Piketty’s trickery?

Watching Thomas Piketty’s book “Capital in the 21st Century” make waves in this country has been fun and insightful, albeit time-consuming. The controversy the book has caused is telling of the political climate in this country. Perhaps this comes out “best” on Amazon and on Forbes.


As regards Amazon, this reviewer has laid it out quite well – Capital is very unusual in its extreme distribution of one and five star ratings. The average length (admittedly not the sole criteria for quality, see below) of those that gave the books glowing reviews is north of 1,000 words, the one star reviews do with much less.

Some rhetorical marvels are collected here (snippet: “History has proven, again and again, that such people are not only wrong on the facts, but completely diabolical.”)

Then there’s the so-called business press, where “commentators” tell you why Piketty’s theses aren’t holding up to scrutiny, why he gets almost everything wrong, and how he wants to lead everyone to the “sunny uplands of centralised power and socialism”. Wow.

It seems that Forbes has gone on a witch-hunt, paying its staff extra to write one Piketty diatribe a day.
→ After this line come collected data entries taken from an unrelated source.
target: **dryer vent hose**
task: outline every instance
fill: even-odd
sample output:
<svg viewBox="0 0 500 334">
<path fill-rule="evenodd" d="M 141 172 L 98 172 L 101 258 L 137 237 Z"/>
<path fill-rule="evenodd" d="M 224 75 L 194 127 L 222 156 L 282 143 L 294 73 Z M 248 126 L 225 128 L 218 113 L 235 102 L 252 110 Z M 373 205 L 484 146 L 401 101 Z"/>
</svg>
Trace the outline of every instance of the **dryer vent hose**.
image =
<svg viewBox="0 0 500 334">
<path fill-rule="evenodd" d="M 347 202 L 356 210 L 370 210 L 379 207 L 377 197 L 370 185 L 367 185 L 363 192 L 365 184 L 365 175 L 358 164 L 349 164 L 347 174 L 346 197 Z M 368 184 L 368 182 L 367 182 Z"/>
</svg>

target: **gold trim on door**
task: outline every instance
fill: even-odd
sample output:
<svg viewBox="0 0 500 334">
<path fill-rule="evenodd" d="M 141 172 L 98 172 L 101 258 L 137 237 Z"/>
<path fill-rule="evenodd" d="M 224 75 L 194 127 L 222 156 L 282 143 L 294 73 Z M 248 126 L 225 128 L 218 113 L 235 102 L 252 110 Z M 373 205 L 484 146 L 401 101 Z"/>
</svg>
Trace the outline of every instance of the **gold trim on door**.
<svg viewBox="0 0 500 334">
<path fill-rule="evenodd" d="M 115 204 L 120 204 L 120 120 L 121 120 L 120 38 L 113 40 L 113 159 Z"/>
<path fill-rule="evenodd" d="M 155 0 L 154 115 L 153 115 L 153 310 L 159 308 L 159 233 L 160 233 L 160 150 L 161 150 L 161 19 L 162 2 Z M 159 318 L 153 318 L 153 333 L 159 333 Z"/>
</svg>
Is the company concerned its top-400 list may go out of fashion in an era more critical of increasing inequalities, inherited wealth and excessive managerial pay?

It’s actually quite entertaining to read these pieces in their entirety, although it’d be great if the day had more than 24 hours to deal with their sheer quantity and length). If you read until the end, you get rewarded with prose such as:

In the final analysis, progressivism is simply the time-release form of communism. This is fine with progressives like Piketty, because they truly believe that the only thing wrong with soviet communism was that it was run by Stalin, rather than by them. Give them another chance (starting with an 80% marginal income tax rate and a global wealth tax), and this time they will get it right.

The more attention the book gets, the more material like the above is bound to appear. And that’s fine, opinions are allowed to diverge after all. But I can’t help to feel that there’s a lot of outright hatred in the air. A French economist explaining us what’s wrong with our capitalist system?

One further Amazon review statistic I would like to see is the average income of people giving the book one star versus those that write glowing reviews. Ironically and sadly, too many people are barking up the wrong tree. A gender and racial split would also be interesting.

Ultimately, much of this makes me wonder how many of these reviewers (add to that a few glowing supporters of Piketty) have actually read the book (here is another good example: why not start your review of a fairly well-received book with “almost everyone admits that Piketty’s theoretical case is weak”?).

But you don’t need to read a book in order to dismiss it outright. This also goes for Marxist critiques of the book and, ironically, for Piketty’s critique of Marx itself.

Come to think of it, I haven’t offered anything substantial in response to the Forbes folks in this post. Which makes me just as bad a troll as the one star reviewers on Amazon, only that I need more words than they do. Merde.